The Child is Father of the Man: Foresee the Success at the Early Stage
This work addresses the need for accurate early-stage impact prediction in scientific work, which has implications for career development, resource allocation, and recruitment, though it appears incremental as it builds on existing data mining and supervised learning approaches.
The authors tackled the problem of predicting the long-term impact of scientific work at an early stage by developing a joint predictive model that addresses challenges like scholarly feature design, non-linearity, domain-heterogeneity, and dynamics, and validated it through extensive empirical evaluations on large, real scholarly datasets.

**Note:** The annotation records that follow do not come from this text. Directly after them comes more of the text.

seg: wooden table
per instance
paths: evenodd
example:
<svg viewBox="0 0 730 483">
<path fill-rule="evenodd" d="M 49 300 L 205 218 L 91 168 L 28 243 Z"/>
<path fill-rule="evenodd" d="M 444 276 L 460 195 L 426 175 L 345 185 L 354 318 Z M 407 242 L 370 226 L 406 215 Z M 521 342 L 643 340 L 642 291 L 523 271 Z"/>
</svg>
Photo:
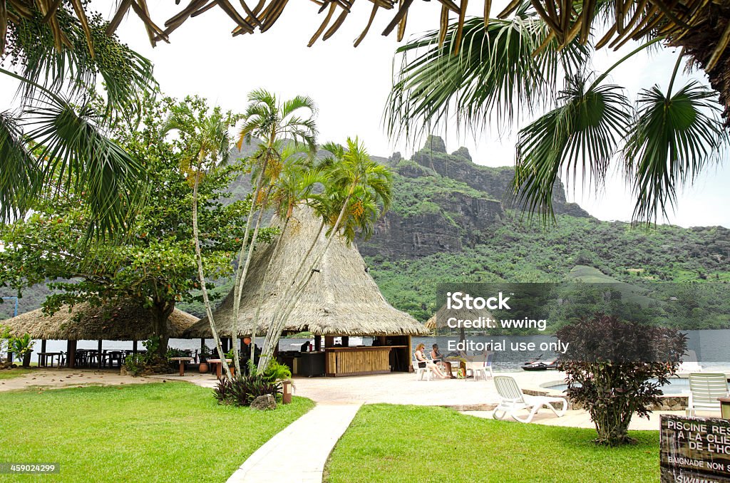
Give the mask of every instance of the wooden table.
<svg viewBox="0 0 730 483">
<path fill-rule="evenodd" d="M 50 358 L 50 366 L 53 367 L 53 358 L 58 358 L 58 366 L 61 366 L 61 356 L 63 352 L 38 352 L 38 365 L 45 367 L 48 363 L 48 358 Z"/>
<path fill-rule="evenodd" d="M 170 358 L 170 360 L 177 360 L 180 363 L 180 376 L 185 376 L 185 363 L 186 362 L 193 362 L 195 360 L 194 358 Z"/>
<path fill-rule="evenodd" d="M 233 359 L 226 360 L 226 363 L 228 365 L 228 367 L 230 367 L 231 363 L 232 362 Z M 220 359 L 208 359 L 208 363 L 215 365 L 215 375 L 219 379 L 221 379 L 223 377 L 223 364 L 221 363 Z M 232 367 L 230 367 L 230 368 L 231 374 L 234 374 L 236 370 Z"/>
</svg>

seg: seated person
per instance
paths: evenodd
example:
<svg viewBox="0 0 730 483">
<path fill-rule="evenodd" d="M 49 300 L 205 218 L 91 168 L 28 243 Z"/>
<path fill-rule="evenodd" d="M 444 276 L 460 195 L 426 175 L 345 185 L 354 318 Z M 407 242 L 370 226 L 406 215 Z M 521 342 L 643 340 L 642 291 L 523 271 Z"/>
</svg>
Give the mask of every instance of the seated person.
<svg viewBox="0 0 730 483">
<path fill-rule="evenodd" d="M 448 377 L 448 376 L 441 372 L 441 369 L 439 369 L 439 366 L 434 364 L 433 361 L 429 360 L 426 358 L 426 356 L 423 355 L 423 350 L 425 349 L 426 345 L 423 344 L 419 344 L 415 347 L 415 353 L 414 355 L 415 355 L 415 360 L 418 361 L 418 366 L 429 368 L 434 374 L 436 374 L 437 377 L 439 377 L 441 379 L 446 379 Z M 421 366 L 421 364 L 425 364 L 425 366 Z"/>
<path fill-rule="evenodd" d="M 446 369 L 447 374 L 448 374 L 449 377 L 451 379 L 456 379 L 453 373 L 451 371 L 451 363 L 448 360 L 444 360 L 444 356 L 441 354 L 441 351 L 439 350 L 439 344 L 434 344 L 431 346 L 431 358 L 434 360 L 434 362 L 437 364 L 439 364 L 445 369 Z"/>
</svg>

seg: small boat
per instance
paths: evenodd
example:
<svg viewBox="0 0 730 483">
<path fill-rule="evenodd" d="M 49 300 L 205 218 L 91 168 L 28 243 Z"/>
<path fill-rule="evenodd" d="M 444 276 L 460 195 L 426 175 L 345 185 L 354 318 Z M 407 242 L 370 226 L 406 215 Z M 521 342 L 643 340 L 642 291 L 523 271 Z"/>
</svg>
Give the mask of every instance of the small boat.
<svg viewBox="0 0 730 483">
<path fill-rule="evenodd" d="M 557 368 L 557 359 L 553 359 L 552 360 L 532 360 L 522 366 L 523 371 L 547 371 L 548 369 Z"/>
</svg>

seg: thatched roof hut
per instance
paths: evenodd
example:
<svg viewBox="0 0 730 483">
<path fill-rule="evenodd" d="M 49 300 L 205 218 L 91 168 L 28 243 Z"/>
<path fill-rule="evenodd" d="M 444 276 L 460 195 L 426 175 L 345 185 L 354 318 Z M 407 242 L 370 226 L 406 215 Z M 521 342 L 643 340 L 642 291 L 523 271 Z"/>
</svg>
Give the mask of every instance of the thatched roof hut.
<svg viewBox="0 0 730 483">
<path fill-rule="evenodd" d="M 169 336 L 180 337 L 197 321 L 175 309 L 167 319 Z M 134 304 L 102 308 L 81 304 L 71 310 L 65 306 L 51 316 L 38 309 L 0 322 L 14 336 L 27 333 L 33 339 L 48 340 L 142 341 L 153 335 L 150 312 Z"/>
<path fill-rule="evenodd" d="M 447 326 L 447 320 L 450 317 L 456 317 L 457 320 L 475 320 L 480 317 L 494 318 L 491 312 L 486 309 L 482 310 L 466 309 L 466 307 L 459 309 L 447 309 L 446 304 L 444 304 L 430 319 L 426 321 L 426 328 L 429 331 L 444 328 Z"/>
<path fill-rule="evenodd" d="M 274 243 L 255 252 L 243 287 L 239 336 L 251 333 L 261 290 L 264 304 L 256 333 L 265 333 L 277 305 L 296 271 L 302 255 L 312 244 L 320 222 L 309 208 L 294 213 L 284 238 L 274 253 Z M 324 231 L 313 252 L 323 248 Z M 271 264 L 269 266 L 269 260 Z M 268 276 L 264 274 L 268 267 Z M 309 267 L 309 262 L 305 268 Z M 423 324 L 391 306 L 367 273 L 362 257 L 353 244 L 338 239 L 330 245 L 289 317 L 285 332 L 309 331 L 316 336 L 396 336 L 428 333 Z M 218 332 L 231 337 L 233 328 L 233 291 L 214 312 Z M 191 338 L 210 337 L 207 318 L 185 331 Z"/>
</svg>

Understanding the dynamic mechanisms that drive the high-impact scientific work (e.g., research papers, patents) is a long-debated research topic and has many important implications, ranging from personal career development and recruitment search, to the jurisdiction of research resources. Recent advances in characterizing and modeling scientific success have made it possible to forecast the long-term impact of scientific work, where data mining techniques, supervised learning in particular, play an essential role. Despite much progress, several key algorithmic challenges in relation to predicting long-term scientific impact have largely remained open. In this paper, we propose a joint predictive model to forecast the long-term scientific impact at the early stage, which simultaneously addresses a number of these open challenges, including the scholarly feature design, the non-linearity, the domain-heterogeneity and dynamics. In particular, we formulate it as a regularized optimization problem and propose effective and scalable algorithms to solve it. We perform extensive empirical evaluations on large, real scholarly data sets to validate the effectiveness and the efficiency of our method.